I start with two simple axioms for Big Data:

                More is better

                Extracting value is the trick

While I think we always can get overloaded with information, the opposite I believe is true with data. More is always better.  Before you think this a naïve statement, consider two caveats. First, I assume we can separate valid and invalid data. Second, I make the assumption that there is a way to analyze the data. These two needs, eliminating invalid data and analysis, will become the key ingredient in delivering new value.

So, what can Big Data do for us? The potential is limitless. For example, it has the ultimate potential to help find cures for diseases and revolutionize personalized medicine. It has the potential to change how we deal with poverty, and related Big Things. Big Data can also change our day-to-day lives. Here is a simple example: imagine that when you setup an appointment for lunch 20 miles away, a program automatically calculates the drive time looking at both the predicted weather and the traffic delays for the time of day and day of the week, and then automatically allocates the time block on your calendar.

Much of Big Data will be about combining and correlating data across multiple datasets. Where business today uses BI software to track customer buying trends by some facets (like store location, time of day, etc), the increasing trend will be to look at more and more datasets as potential indicators and sales predictors.

Another new trend in the "data" world is mining and using unstructured data as a data source. Examples of unstructured data are video, files, and even Facebook and Twitter feeds. The challenge here has been how to extract semantic data out and then index it in a useful way. For example, one use has been to capture "sentiment analysis" datasets around a company or product based on looking for the number of positive and negative words found adjacent to the particular term.

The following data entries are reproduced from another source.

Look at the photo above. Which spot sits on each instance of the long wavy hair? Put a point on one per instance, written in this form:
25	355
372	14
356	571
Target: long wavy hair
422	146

This is just the beginning. I expect that video recording in stores to go far beyond being used just for security and businesses will start to build datasets for everything from how long we have to stand in line to how we walk through the store. I am not even going to engage in the "big brother" implications here. This is just the evolution of cultural norms as we now share our daily lives with hundreds of "facebook friends" and carry a GPS transmitter in our pocket or purse. The clear hope is that this data will be used to improve our experience, efficiency, health and quality of life.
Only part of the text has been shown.